I just fell in love with The Cottage Mama’s Tulip Petal Sun Hat pattern, and since Baby Kate was heading to the beach for the first time, of course she needed Gramma to make her one! I had trouble deciding which cute Riley Blake print to use for the outside, so I decided to make my Tulip Petal hat reversible. Two hats in one!
Want to make one too? Go to The Cottage Mama’s blog and look for her “Free Summer Sewing Patterns for Girls” post. Scroll down to find the “Tulip Petal Sun Hat” pattern (click on the words written under the hat photo on her blog). Then download the hat pattern, print it, and follow along Lindsay’s excellent instructions in her blog post to begin your hat.
Note: Baby Kate is 5 months and although she is a very healthy sized baby, I did have to resize this pattern smaller to fit her. I just printed the PDF at 80% instead of 100% and that did the trick. For smaller babies, you might want to print a few pattern pieces out at different percentages to see what will work best.

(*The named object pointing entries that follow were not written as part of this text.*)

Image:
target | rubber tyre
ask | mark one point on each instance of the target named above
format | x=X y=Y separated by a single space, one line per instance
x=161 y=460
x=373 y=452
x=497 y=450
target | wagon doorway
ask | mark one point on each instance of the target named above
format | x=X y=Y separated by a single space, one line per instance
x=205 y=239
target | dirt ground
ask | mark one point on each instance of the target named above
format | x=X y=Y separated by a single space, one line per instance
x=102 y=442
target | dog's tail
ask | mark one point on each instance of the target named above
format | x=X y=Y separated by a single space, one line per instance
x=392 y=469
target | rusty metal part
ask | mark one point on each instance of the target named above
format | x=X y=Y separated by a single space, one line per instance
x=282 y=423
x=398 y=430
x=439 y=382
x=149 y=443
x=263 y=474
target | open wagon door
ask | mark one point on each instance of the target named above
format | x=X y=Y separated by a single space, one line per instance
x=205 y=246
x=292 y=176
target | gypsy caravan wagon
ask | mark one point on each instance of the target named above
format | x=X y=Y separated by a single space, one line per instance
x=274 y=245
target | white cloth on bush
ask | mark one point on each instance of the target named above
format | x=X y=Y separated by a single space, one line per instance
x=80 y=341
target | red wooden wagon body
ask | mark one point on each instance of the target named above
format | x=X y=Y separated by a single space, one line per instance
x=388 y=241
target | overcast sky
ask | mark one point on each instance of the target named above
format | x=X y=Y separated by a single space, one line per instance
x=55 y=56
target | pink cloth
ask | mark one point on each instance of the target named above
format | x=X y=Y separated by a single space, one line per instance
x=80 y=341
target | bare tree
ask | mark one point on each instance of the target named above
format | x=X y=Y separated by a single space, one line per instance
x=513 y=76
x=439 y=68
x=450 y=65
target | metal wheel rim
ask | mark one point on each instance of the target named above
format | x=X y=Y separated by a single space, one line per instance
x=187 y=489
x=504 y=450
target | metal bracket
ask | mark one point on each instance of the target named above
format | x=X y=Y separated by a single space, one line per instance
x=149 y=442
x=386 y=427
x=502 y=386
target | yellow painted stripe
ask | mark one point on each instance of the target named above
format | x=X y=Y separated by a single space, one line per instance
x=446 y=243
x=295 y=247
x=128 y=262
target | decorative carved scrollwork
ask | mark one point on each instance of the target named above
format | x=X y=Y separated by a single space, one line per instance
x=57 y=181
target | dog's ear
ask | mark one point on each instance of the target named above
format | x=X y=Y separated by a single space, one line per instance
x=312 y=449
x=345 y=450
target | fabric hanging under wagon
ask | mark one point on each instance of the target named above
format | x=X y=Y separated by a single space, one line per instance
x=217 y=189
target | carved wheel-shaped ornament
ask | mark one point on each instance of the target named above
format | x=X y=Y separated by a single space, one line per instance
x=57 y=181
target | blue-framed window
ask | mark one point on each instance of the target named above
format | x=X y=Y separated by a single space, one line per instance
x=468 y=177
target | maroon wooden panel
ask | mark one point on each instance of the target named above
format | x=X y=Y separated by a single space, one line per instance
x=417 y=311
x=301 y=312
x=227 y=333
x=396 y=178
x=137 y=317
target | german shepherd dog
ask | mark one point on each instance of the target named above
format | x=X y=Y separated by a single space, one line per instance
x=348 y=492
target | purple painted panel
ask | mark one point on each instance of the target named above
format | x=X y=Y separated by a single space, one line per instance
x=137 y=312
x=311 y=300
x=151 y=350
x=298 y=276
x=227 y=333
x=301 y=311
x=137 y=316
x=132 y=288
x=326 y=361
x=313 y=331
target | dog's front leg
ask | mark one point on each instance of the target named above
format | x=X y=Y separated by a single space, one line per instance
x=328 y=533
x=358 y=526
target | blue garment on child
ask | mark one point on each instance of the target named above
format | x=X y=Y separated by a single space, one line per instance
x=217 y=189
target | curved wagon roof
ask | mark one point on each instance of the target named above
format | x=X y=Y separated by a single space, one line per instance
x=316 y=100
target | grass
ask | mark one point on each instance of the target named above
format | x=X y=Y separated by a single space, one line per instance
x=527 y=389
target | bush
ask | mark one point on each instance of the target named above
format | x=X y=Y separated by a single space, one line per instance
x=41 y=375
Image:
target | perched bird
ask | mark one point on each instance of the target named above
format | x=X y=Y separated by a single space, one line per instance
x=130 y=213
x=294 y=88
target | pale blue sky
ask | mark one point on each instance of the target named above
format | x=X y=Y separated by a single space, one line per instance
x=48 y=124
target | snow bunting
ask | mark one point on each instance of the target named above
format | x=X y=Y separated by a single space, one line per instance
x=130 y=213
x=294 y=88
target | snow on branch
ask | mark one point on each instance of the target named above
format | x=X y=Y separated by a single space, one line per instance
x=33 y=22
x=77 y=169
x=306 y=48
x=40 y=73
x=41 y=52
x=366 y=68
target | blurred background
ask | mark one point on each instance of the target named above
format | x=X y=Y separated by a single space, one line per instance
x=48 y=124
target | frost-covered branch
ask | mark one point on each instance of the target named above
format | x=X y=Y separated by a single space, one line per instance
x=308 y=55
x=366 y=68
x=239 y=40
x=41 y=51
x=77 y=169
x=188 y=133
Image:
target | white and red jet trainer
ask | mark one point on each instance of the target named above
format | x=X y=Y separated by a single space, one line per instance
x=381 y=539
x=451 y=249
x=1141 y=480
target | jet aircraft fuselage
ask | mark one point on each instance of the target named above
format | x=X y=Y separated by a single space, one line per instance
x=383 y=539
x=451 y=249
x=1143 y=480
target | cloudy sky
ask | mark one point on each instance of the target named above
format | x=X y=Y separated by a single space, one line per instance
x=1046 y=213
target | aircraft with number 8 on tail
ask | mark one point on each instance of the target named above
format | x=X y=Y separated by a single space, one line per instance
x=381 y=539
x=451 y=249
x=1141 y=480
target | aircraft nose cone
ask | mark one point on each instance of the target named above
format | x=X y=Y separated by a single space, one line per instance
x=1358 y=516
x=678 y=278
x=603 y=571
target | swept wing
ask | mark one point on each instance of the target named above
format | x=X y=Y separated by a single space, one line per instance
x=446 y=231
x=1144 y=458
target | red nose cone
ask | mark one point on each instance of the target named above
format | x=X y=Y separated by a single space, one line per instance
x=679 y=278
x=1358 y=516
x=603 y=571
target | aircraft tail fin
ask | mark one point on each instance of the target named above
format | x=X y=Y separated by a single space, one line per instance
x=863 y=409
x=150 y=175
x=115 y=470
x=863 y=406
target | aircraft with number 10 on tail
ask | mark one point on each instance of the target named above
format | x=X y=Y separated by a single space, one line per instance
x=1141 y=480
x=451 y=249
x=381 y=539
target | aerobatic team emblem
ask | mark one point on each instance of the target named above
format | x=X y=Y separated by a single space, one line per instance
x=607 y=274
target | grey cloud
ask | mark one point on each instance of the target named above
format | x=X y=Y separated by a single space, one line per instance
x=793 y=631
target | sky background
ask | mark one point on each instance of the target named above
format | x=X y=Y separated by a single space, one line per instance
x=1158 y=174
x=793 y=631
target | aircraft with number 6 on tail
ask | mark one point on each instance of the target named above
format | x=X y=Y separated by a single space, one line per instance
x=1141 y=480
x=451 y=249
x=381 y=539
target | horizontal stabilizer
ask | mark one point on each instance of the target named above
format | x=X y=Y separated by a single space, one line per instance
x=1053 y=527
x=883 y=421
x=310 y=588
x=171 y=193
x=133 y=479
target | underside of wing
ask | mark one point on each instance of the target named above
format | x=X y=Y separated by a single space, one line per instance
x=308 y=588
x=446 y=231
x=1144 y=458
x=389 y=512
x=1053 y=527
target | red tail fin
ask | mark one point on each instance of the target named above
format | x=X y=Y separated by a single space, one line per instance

You know I would “need” to put embroidery on one side – No kidding, right? That was easy as I had the perfect beach themed baby designs! The little sandcastle is from my Baby’s Beach Fun collection.
After joining three pieces together I clipped my seam allowance selvages and pressed them open using my Clover mini iron. Oh my, that little iron works so much better for little curved areas than my regular iron! Just spritz the fabric with water – voila, steam!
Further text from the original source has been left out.